Methods: A randomized trial of a 14-session face-to-face intervention emphasizing abstinence and safer sexual practices conducted among 515 youths (median age 17 years and median grade 11) attending 10 secondary schools located in two districts in Namibia. Youths were randomly assigned to the intervention or control condition at the level of the individual. HIV risk behaviours, intentions and perceptions were assessed at baseline, immediately post-intervention and at 6 and 12 months post-intervention.

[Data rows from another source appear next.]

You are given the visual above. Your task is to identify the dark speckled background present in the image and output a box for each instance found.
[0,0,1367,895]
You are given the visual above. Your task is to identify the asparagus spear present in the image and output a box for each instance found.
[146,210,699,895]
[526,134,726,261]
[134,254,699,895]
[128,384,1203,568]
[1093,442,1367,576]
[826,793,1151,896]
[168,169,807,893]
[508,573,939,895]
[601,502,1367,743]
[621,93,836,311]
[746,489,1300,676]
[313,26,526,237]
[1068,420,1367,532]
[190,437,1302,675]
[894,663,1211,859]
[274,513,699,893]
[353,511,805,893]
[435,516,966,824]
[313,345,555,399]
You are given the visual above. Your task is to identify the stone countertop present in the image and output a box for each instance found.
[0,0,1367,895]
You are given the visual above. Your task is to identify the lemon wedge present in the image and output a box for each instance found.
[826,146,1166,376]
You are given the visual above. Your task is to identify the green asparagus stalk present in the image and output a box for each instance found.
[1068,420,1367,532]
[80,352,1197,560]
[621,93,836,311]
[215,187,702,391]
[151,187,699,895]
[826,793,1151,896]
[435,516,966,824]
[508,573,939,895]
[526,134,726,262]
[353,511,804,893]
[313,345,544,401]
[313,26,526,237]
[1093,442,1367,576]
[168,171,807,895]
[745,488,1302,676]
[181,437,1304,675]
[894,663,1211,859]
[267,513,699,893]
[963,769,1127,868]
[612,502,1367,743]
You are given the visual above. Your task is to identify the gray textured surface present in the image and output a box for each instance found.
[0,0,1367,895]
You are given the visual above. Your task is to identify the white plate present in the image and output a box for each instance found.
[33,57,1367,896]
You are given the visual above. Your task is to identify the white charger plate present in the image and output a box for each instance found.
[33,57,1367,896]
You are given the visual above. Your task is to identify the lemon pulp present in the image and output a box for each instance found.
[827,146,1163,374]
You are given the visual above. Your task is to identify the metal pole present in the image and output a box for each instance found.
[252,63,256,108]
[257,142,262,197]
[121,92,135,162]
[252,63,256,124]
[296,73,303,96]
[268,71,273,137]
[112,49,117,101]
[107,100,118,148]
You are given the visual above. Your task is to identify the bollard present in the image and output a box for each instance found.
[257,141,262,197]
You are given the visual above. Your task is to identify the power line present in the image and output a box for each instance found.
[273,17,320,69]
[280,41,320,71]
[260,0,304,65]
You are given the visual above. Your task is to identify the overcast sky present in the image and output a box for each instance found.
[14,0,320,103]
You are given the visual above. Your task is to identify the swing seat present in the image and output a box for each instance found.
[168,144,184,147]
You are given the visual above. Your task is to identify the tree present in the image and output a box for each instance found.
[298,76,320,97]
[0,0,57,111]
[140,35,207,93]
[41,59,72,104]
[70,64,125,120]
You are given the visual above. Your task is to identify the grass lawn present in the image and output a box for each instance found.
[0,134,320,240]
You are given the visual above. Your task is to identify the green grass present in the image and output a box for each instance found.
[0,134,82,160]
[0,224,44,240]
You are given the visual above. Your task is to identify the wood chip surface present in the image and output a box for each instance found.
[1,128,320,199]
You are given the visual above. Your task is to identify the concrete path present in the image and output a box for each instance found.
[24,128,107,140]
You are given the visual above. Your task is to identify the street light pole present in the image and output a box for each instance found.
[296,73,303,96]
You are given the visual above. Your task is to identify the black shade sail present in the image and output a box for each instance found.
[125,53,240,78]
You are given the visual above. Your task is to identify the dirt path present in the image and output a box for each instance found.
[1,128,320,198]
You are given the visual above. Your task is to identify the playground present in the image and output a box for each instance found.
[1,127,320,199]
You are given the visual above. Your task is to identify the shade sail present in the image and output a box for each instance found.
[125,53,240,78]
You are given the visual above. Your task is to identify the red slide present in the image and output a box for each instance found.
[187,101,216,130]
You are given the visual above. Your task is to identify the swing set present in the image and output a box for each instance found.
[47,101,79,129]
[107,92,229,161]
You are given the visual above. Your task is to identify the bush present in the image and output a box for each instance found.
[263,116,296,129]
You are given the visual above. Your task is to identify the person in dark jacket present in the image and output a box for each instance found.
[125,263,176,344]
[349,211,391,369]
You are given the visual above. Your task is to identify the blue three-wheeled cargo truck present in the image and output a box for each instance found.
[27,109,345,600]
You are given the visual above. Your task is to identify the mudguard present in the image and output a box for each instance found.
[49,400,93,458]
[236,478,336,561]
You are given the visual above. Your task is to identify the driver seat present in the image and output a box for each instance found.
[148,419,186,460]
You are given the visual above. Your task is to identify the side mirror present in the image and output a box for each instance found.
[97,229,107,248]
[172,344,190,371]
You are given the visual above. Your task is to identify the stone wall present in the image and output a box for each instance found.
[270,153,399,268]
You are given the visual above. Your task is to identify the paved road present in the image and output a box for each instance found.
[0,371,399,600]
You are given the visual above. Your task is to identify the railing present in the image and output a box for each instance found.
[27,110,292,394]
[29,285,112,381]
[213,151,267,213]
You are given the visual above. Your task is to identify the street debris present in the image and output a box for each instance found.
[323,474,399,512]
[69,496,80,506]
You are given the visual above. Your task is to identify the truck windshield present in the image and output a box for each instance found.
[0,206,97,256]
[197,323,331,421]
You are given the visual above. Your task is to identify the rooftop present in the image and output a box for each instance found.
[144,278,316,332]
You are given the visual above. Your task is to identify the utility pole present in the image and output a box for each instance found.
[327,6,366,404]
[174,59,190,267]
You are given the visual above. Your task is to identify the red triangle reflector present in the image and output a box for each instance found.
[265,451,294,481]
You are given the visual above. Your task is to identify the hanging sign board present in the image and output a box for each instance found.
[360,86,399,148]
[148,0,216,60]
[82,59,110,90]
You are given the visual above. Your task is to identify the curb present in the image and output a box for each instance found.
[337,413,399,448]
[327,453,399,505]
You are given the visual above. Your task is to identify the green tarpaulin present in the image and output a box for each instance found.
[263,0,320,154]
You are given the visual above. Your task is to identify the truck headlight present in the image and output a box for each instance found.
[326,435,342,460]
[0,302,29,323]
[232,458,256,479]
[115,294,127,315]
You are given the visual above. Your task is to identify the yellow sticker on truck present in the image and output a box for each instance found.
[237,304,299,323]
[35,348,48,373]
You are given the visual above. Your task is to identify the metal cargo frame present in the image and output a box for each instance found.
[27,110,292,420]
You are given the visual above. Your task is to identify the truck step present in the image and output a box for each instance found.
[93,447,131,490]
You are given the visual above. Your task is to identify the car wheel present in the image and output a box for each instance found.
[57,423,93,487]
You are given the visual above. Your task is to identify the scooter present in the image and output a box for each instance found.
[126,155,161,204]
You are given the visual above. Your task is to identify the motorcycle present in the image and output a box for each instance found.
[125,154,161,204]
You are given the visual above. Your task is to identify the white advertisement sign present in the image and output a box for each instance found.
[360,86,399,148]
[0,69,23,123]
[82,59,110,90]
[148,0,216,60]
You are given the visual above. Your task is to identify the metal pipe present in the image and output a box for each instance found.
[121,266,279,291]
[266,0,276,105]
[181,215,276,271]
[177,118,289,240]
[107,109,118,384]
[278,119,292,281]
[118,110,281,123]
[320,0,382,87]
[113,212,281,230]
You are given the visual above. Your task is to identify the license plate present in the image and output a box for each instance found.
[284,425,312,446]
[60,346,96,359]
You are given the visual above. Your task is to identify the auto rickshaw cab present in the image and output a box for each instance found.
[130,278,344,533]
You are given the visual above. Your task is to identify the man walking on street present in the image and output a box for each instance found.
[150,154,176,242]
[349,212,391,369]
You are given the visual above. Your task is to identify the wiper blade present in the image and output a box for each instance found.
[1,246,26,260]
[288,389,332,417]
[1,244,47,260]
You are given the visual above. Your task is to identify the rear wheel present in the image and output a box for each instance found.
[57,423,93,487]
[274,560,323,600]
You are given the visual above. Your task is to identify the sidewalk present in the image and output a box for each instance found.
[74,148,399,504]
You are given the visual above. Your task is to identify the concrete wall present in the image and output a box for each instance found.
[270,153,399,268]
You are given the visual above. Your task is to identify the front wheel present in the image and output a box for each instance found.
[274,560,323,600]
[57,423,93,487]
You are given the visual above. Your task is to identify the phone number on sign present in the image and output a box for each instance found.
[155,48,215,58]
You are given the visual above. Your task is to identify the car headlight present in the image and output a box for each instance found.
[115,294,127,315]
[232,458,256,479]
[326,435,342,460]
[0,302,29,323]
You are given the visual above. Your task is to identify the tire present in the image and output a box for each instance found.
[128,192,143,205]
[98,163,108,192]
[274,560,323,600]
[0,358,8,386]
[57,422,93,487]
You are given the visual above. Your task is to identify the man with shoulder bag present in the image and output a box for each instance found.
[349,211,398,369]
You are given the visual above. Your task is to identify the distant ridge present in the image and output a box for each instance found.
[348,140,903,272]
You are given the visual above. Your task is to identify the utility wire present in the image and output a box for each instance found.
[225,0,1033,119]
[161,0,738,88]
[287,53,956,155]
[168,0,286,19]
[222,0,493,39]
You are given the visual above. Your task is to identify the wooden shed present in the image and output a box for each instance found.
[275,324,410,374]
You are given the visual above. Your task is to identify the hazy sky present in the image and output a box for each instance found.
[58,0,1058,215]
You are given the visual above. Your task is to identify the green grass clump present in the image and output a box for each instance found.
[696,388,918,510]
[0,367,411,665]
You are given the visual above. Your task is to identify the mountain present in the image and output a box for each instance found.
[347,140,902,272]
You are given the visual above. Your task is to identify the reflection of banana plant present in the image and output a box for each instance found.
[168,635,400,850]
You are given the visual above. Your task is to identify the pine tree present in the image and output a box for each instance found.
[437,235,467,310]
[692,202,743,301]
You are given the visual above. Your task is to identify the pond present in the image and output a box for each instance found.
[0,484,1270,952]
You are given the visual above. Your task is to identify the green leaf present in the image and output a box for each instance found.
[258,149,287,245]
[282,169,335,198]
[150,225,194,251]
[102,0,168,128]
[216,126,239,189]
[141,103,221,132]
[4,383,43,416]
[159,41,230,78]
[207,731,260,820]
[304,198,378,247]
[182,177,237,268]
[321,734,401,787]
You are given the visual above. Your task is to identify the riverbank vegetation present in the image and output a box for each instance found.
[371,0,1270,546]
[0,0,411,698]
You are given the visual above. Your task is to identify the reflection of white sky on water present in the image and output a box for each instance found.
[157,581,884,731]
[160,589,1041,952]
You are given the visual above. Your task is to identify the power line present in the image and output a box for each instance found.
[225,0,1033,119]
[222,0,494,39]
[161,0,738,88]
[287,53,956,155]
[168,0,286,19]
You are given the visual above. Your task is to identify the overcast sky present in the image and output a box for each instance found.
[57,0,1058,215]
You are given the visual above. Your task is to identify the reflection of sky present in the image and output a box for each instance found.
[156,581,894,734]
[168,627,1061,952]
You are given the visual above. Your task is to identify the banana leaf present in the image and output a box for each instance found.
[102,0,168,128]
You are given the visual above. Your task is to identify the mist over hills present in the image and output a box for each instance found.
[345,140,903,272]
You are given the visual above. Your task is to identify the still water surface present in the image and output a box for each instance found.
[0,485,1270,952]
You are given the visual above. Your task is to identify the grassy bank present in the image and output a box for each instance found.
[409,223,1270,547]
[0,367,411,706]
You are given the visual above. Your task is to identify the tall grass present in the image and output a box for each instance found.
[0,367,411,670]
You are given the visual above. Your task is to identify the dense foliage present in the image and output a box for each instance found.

Results: Among all 515 youths who enrolled in the programme, rates of either abstinence or sex with a condom were not different between control and intervention youths at baseline or in the follow-up period. However, analyses conducted among the subset of youths who were sexually inexperienced at baseline (n = 255) revealed that a higher percentage of intervention youths (17%) than control youths (9%, P<0.05) remained sexually inexperienced one year later. Moreover, in the immediate post-intervention period, among baseline virgins who subsequently initiated sex, intervention youths were more likely than control youths to use a condom (18 versus 10%, P<0.05). Additional HIV-related risk behaviours (failure to discuss previous HIV risk exposure with one's sexual partner and alcohol use), intentions to use condoms, and perceptions of the ability to use condoms were positively affected by the intervention.
Conclusions: There is evidence that the 'My Future is My Choice' (MFMC) intervention is reducing HIV risk behaviours among sexually inexperienced participants aged 15-18. Related risk behaviours and perceptions are also positively impacted by the intervention.